At night, asleep, the energy’s just as strong, but it works differently. For the last couple of years I’ve been waking up to find myself pinned to the bed by a sort of shining stillness. There are no thoughts or feelings, just a bright force holding me still in the position that I’ve happened to wake up in (either flat on my back, or mostly on my right side, stretched out fully, not curled up). If I’ve got to go to work, be on the train in twenty minutes, think about placing an order with the builders’ merchants, tell my customers I need some more money — this stillness gets wasted. But since I’ve been back in Thailand with my wife and only teaching two days a week, I’ve been able to let this waking stillness, breathing very slowly and deeply, Kundalini intense and bright, take its own course and take hold of me. It usually lasts for about an hour. I have the feeling that I haven’t dreamed much, or at all, during the night (though, of course, it’s hard to say for sure) and that this bright stillness is dream energy, the subtle energy that would normally have gone into dreaming, but which has stayed in its raw, unmanifested state and hasn’t somehow allowed my brain to make dream narratives, faces, or places out of it. I checked this out in some books and believe that this bright still energy is what in Tantra is called tejas.

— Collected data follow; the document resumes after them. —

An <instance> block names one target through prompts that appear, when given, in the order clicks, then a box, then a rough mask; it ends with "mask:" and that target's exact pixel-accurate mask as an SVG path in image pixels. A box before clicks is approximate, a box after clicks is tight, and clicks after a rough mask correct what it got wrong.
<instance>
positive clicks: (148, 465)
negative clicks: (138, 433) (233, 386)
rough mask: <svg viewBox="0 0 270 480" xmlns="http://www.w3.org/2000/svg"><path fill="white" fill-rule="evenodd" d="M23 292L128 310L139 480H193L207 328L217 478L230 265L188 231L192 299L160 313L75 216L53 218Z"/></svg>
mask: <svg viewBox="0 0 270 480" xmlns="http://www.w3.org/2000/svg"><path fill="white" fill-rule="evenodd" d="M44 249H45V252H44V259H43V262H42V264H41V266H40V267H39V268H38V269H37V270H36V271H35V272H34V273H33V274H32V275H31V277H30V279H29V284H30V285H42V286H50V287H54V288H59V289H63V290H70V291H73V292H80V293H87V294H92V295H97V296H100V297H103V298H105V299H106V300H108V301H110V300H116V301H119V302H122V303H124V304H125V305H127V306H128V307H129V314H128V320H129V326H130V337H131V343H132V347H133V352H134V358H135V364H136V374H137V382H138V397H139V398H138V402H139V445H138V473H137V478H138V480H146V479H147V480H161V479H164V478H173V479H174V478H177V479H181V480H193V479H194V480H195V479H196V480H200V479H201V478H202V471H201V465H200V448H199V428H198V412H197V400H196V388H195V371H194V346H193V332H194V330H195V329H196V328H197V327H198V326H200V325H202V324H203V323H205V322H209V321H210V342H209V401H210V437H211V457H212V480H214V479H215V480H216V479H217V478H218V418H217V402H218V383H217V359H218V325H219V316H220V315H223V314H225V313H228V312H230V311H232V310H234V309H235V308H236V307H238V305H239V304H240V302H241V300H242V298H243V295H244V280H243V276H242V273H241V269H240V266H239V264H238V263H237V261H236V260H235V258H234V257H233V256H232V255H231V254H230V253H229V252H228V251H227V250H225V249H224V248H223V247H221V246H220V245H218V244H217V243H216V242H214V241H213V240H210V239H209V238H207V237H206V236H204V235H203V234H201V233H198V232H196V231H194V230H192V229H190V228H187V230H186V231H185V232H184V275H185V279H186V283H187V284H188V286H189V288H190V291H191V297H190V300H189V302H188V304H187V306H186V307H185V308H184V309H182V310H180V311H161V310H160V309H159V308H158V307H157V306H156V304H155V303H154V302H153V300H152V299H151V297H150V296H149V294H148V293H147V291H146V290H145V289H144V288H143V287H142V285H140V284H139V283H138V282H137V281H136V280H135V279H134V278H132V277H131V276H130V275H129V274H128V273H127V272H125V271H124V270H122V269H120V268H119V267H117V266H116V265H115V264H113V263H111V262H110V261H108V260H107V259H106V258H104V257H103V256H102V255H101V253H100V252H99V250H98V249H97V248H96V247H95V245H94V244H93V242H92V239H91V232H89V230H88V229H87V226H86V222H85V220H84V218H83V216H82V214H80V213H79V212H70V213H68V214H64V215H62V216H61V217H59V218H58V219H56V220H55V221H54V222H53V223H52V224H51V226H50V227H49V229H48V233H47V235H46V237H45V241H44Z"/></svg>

Psyche discovers her secret lover is Cupid

After an hour or so the stillness starts to burn, the Kundalini heat becomes more intense, thoughts start up, and at a certain point I reach a sort of overload, and it’s time to get up. But what then becomes crucial is that this prone, lying-down state of the last hour gets balanced by some uprightness and concentration. So, after a wash and ten minutes on the balcony getting used to looking at things again (mountains, a river, a singlet used to clean the floor) and listening to things (birds, insects, someone panel beating up on the highway), I sit in straight-backed, upright meditation for another hour. The stillness and the Kundalini are much the same but, for me, there’s something vital about being centred and upright (not lying down any more.) In alchemy, the prone position, symbolised by a horizontal line represents the Waters and Cosmic Female and the upright position, symbolised by a vertical line, represents Fire and the Cosmic Male. I have a hunch that there’s a lot in this and would be interested to know whether other people have experienced this same altered relationship between sleep and wakefulness once Kundalini is activated.